Le difficile apprentissage du suffrage universel
Cinq consultations électorales au suffrage universel masculin ont lieu, sans compter les élections partielles, entre 1848 et 1851 : l’élection de l’Assemblée constituante (23 avril 1848), des conseils municipaux (31 juillet 1848) et généraux (27 août et 3 septembre 1848), du président de la République (10 décembre 1848), de l’Assemblée nationale (13 mai 1849). Inédites, elles suscitent une forte mobilisation populaire (83 % de participation en avril 1848, 75 % en décembre 1848 et 68 % en mai 1849). Elles prennent la forme d’un scrutin départemental de liste à un tour. Avec la mise en place du suffrage universel et d’élections rapprochées, les journaux jouent un rôle majeur dans la diffusion des idées des partis politiques et deviennent des meneurs d’opinion publique.
L’échec du mouvement insurrectionnel (15 mai 1848) et de la révolte ouvrière (23-26 juin 1848) consacre le triomphe du suffrage universel sur l’insurrection. Mais l’extrême-gauche se détourne de la République parlementaire modérée, prônant une démocratie directe. Le Siècle dénonce la gauche radicale et socialiste qui « semble se croire en droit de faire un appel aux armes contre les représentans (sic) qu’elle a élus et d’imposer (à la nation française) une sanglante dictature ».
Toutefois, le suffrage universel a également éloigné la République des républicains. Louis-Napoléon Bonaparte est élu président de la République. Le parti de l’Ordre, monarchiste et conservateur, dominé par Thiers, remporte la victoire aux législatives de mai 1849. Le suffrage universel a rendu la République conservatrice.
Du suffrage universel limité au suffrage universel dirigé (1850-1851)
S’ils se résignent au suffrage universel, les élites et les conservateurs tentent de le contrôler et d’en limiter les effets.

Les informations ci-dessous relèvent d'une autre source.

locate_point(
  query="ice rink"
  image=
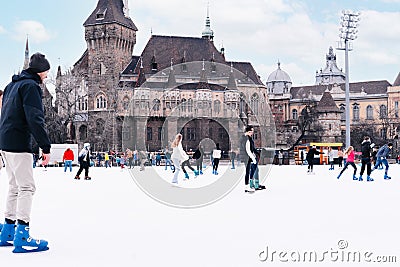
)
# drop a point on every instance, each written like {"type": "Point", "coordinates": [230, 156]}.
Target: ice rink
{"type": "Point", "coordinates": [297, 220]}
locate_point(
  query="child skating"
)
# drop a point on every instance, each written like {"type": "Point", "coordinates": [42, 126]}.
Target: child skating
{"type": "Point", "coordinates": [350, 161]}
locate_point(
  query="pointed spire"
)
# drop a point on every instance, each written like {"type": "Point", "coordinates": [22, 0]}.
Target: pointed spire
{"type": "Point", "coordinates": [59, 71]}
{"type": "Point", "coordinates": [171, 83]}
{"type": "Point", "coordinates": [207, 32]}
{"type": "Point", "coordinates": [26, 61]}
{"type": "Point", "coordinates": [141, 76]}
{"type": "Point", "coordinates": [203, 83]}
{"type": "Point", "coordinates": [126, 8]}
{"type": "Point", "coordinates": [232, 81]}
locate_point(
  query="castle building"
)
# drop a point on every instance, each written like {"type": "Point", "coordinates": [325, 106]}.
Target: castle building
{"type": "Point", "coordinates": [177, 84]}
{"type": "Point", "coordinates": [372, 102]}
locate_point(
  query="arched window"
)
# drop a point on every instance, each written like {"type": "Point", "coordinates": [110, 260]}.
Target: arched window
{"type": "Point", "coordinates": [83, 133]}
{"type": "Point", "coordinates": [156, 104]}
{"type": "Point", "coordinates": [190, 105]}
{"type": "Point", "coordinates": [295, 115]}
{"type": "Point", "coordinates": [143, 102]}
{"type": "Point", "coordinates": [382, 112]}
{"type": "Point", "coordinates": [217, 106]}
{"type": "Point", "coordinates": [356, 112]}
{"type": "Point", "coordinates": [101, 102]}
{"type": "Point", "coordinates": [343, 114]}
{"type": "Point", "coordinates": [125, 103]}
{"type": "Point", "coordinates": [183, 105]}
{"type": "Point", "coordinates": [370, 112]}
{"type": "Point", "coordinates": [242, 104]}
{"type": "Point", "coordinates": [383, 132]}
{"type": "Point", "coordinates": [100, 126]}
{"type": "Point", "coordinates": [254, 101]}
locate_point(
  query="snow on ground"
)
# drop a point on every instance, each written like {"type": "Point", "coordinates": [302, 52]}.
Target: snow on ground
{"type": "Point", "coordinates": [109, 221]}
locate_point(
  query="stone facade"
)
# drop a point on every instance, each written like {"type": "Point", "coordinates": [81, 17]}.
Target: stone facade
{"type": "Point", "coordinates": [177, 84]}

Le parti de l’Ordre fait voter une loi restreignant le suffrage universel, le 31 mai 1850, pour éliminer « la vile multitude » selon Thiers, loi contestée par les républicains et les socialistes.
En augmentant à 3 ans l’obligation de résidence (attestée par le paiement d’une taxe personnelle), cette loi prive 2,9 millions de citoyens du droit de vote (notamment les ouvriers) et diminue d’un tiers le corps civique. La Presse de Girardin se mobilise contre la loi et mène une intense campagne de presse contre Thiers et le parti de l’Ordre (15 novembre 1851)
Louis-Napoléon III, dénonçant la politique du parti de l’Ordre, prend le pouvoir par un coup d’État le 2 décembre 1851. Alors qu’il met fin à la République, il restaure le suffrage universel masculin mais dans une forme plébiscitaire. Un premier plébiscite a lieu en décembre 1851 pour ratifier son coup d’État, un second en décembre 1852 pour restaurer l’Empire.
Adolphe Thiers (1797-1877)
Historien, journaliste et politicien orléaniste. Il participe à l’instauration de la monarchie de Juillet. Élu sous la IIe République, il est le chef du parti de l’Ordre, conservateur et monarchiste. Il donne un tournant conservateur à la IIe République, cherchant à restaurer une monarchie constitutionnelle. Hostile au coup d’État du 2 décembre 1851, il reste un opposant à Napoléon III, lui réclamant des « libertés nécessaires » en 1864. L’Assemblée nationale à dominante royaliste de 1871 le désigne « chef du pouvoir exécutif ». Il écrase la Commune et conclut la paix avec l’Allemagne. Il se rallie en 1873 à une République conservatrice et devient un des leaders de la droite républicaine.